Let us suppose that $\lambda_{h|}^i$ is not a unit vector and therefore, the mean curvature $M_h$ in this case is given by
$$M_h=-\frac{R_{ij}\lambda_{h|}^i\lambda_{h|}^j}{g_{ij}\lambda^i_{h|}\lambda^j_{h|}} \tag{1}$$
A proof was not given so I am trying to derive this.

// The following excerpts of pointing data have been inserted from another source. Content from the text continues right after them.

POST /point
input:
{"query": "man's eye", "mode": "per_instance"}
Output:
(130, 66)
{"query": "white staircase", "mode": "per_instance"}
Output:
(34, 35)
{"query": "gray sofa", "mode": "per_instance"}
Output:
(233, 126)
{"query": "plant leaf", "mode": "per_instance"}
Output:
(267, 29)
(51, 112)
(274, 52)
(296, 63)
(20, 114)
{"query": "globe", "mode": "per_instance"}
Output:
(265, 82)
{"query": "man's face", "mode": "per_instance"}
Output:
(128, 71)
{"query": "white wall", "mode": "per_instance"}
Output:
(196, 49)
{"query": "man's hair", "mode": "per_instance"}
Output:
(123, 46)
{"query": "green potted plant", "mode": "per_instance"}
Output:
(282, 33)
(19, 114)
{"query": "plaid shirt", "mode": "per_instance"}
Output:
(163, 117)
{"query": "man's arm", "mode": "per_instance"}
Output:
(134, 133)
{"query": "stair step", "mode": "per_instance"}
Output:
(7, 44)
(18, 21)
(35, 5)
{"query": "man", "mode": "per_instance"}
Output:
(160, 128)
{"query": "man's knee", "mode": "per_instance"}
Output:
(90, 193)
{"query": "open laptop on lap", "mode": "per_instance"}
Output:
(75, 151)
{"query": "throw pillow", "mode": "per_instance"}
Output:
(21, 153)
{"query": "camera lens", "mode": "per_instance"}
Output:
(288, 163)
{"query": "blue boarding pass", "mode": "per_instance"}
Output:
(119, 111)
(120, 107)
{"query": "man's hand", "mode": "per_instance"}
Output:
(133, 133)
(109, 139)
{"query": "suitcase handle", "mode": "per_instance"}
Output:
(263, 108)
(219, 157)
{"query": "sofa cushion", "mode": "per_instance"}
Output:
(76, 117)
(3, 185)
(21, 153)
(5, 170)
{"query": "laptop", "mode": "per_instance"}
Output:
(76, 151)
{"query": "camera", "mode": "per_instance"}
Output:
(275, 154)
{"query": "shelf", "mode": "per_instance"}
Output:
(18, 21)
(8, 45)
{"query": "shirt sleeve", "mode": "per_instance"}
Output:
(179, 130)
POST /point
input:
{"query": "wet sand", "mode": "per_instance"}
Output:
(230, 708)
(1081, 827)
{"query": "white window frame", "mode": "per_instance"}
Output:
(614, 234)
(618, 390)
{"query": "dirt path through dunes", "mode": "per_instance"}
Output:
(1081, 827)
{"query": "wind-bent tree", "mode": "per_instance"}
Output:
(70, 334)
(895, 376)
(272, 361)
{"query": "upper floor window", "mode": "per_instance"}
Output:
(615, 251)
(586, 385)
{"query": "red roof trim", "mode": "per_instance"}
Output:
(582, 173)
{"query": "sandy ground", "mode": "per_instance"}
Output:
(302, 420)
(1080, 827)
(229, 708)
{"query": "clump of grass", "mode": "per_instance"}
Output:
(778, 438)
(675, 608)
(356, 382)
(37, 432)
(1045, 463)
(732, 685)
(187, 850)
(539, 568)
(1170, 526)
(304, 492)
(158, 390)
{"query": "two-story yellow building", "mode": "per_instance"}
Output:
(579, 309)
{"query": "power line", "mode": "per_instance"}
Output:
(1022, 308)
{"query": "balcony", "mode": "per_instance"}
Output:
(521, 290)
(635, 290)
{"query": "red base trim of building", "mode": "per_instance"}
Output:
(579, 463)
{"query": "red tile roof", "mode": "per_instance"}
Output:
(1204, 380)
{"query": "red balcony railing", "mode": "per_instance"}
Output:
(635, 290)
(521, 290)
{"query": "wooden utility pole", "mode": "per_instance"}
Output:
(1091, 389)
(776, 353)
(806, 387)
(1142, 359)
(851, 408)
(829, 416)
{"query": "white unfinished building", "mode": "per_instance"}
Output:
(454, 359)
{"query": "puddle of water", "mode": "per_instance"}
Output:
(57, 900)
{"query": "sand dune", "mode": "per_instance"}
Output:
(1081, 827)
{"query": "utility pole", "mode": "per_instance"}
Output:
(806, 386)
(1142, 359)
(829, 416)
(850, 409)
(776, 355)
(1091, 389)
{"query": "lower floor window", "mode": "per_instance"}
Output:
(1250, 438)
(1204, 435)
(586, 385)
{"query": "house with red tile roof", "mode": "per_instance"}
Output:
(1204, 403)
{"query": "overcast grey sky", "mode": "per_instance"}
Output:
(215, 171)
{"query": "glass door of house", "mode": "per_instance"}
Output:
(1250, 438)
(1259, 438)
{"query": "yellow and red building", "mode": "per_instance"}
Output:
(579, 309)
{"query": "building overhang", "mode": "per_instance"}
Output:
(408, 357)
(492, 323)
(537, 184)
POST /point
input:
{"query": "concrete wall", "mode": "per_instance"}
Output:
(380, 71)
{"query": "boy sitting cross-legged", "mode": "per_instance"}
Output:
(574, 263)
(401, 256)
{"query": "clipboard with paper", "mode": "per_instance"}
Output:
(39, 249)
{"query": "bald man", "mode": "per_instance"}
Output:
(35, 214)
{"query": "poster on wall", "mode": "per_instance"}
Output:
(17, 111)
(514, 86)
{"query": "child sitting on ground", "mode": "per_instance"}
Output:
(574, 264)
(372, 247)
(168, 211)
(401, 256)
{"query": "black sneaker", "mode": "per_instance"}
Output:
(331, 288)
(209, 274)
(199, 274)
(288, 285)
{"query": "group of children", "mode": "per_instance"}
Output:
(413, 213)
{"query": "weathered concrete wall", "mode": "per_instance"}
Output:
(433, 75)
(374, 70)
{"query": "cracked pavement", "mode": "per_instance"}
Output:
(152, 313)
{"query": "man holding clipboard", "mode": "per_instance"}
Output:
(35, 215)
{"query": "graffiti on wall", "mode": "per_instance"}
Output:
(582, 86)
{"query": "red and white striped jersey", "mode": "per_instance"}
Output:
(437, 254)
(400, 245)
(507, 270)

For when $\lambda_{h|}^i$ are components of an orthornormal set of vectors $$M_h=\sum_{k}K_{hk}=\sum_k\frac{\lambda_{h|}^l\lambda_{k|}^i\lambda_{h|}^j\lambda_{k|}^rR_{lijr}}{\lambda_{h|}^l\lambda_{k|}^i\lambda_{h|}^j\lambda_{k|}^r(g_{lj}g_{ir}-g_{lr}g_{ij})}=\sum_k\frac{\lambda_{h|}^l\lambda_{k|}^i\lambda_{h|}^j\lambda_{k|}^rR_{lijr}}{(1)\cdot(1)-0}$$ $$=\lambda_{h|}^l\lambda^j_{h|}R_{lijr}g^{jr}=-\lambda_{h|}^l\lambda^j_{h|}R_{lj}$$
where $\sum_k\lambda^i_{k|}\lambda^r_{k|}=g^{ir}$.
Now for when $\lambda_{h|}^i$ are not components of an orthonormal set of vectors, succumbing to the same approach gives
$$M_h=\sum_k K_{hk}=\frac{\lambda_{h|}^l\lambda_{h|}^j R_{lijr}}{(g_{lj}\lambda_{h|}^l\lambda_{h|}^j)g_{pq}}\sum_k\frac{\lambda_{k|}^i\lambda_{k|}^r}{\lambda_{k|}^p\lambda_{k|}^q} \tag{2}$$ It is not obvious to me how $(2) \to (1)$. Modifying the definition of $M_h$ $$M_h=\frac{\sum_k\lambda_{h|}^l\lambda_{k|}^i\lambda_{h|}^j\lambda_{k|}^rR_{lijr}}{(g_{lj}\lambda_{h|}^l\lambda_{h|}^j)\sum_k g_{pq}\lambda^p_{k|}\lambda_{k|}^q}=-\frac{R_{ij}\lambda_{h|}^i\lambda_{h|}^j}{g_{ij}\lambda^i_{h|}\lambda^j_{h|}N} \tag{3}$$
which is the nearest I can get to $(1)$, but with an extra factor $\frac{1}{N}$.
What's gone wrong? Is there a way to derive $(1)$ or is $(1)$ a definition itself?